Currently, distutils does not allows the usage of Unicode for some meta-data fields that should be able to use it.
These fields are:
- author - maintainer - description - long_description
For instance, if you use u"Barnabé" in the author field, the DistributionMetada.write_pkg_file will fail when it tries to serialize the information into a file.
The problem is that the current implementation makes the assumption that all fields are ascii string.
This won't be a problem in Python 3k, of course, but currently concerns the 2.x series.
One possible solution would be to move these fields to Unicode for the 2.6 series.
In the meantime, many people are using str type for those fields, so as Martin mentioned, a backward compatibility would be better to support either plain string either Unicode.
Other fields should be left imho in ascii, since an url for instance has to be ascii. But maybe it would be better, as Martin mentioned, to use Unicode for all fields.
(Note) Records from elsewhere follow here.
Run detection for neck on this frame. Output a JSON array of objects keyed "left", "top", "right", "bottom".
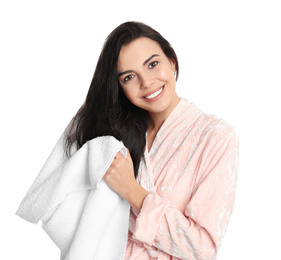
[
  {"left": 148, "top": 114, "right": 167, "bottom": 134},
  {"left": 146, "top": 94, "right": 180, "bottom": 152},
  {"left": 148, "top": 96, "right": 180, "bottom": 132}
]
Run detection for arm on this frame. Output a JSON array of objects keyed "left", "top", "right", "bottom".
[
  {"left": 132, "top": 130, "right": 239, "bottom": 259},
  {"left": 103, "top": 149, "right": 149, "bottom": 214}
]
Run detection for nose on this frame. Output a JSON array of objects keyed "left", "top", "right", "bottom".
[{"left": 139, "top": 73, "right": 154, "bottom": 89}]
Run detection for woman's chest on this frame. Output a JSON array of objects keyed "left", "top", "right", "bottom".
[{"left": 137, "top": 147, "right": 200, "bottom": 213}]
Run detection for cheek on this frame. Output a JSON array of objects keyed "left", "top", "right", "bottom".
[
  {"left": 121, "top": 87, "right": 138, "bottom": 103},
  {"left": 157, "top": 66, "right": 174, "bottom": 80}
]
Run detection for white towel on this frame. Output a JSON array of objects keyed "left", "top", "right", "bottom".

In any case, if we do use Unicode for some fields, we will need to provide the codec to be used to serialize the data in a file.
My proposal here would be to add a 'encoding' field in the metadata that defaults to 'utf8', and that would let people explicitely indicates the encoding.
I have written a quick patch here of a possible implementation, so you can see the problem :
Tarek Ziadé wrote:
I would like to summarize here http://bugs.python.org/issue2562. ...
Just a quick note to say that my patch has been integrated to Python trunk with the help of MAL, So this bug is fixed for the 2.7 series, (doesn't concern 3.x)
If you have accented letters in your name you may use them now in your setup.py metadata :-)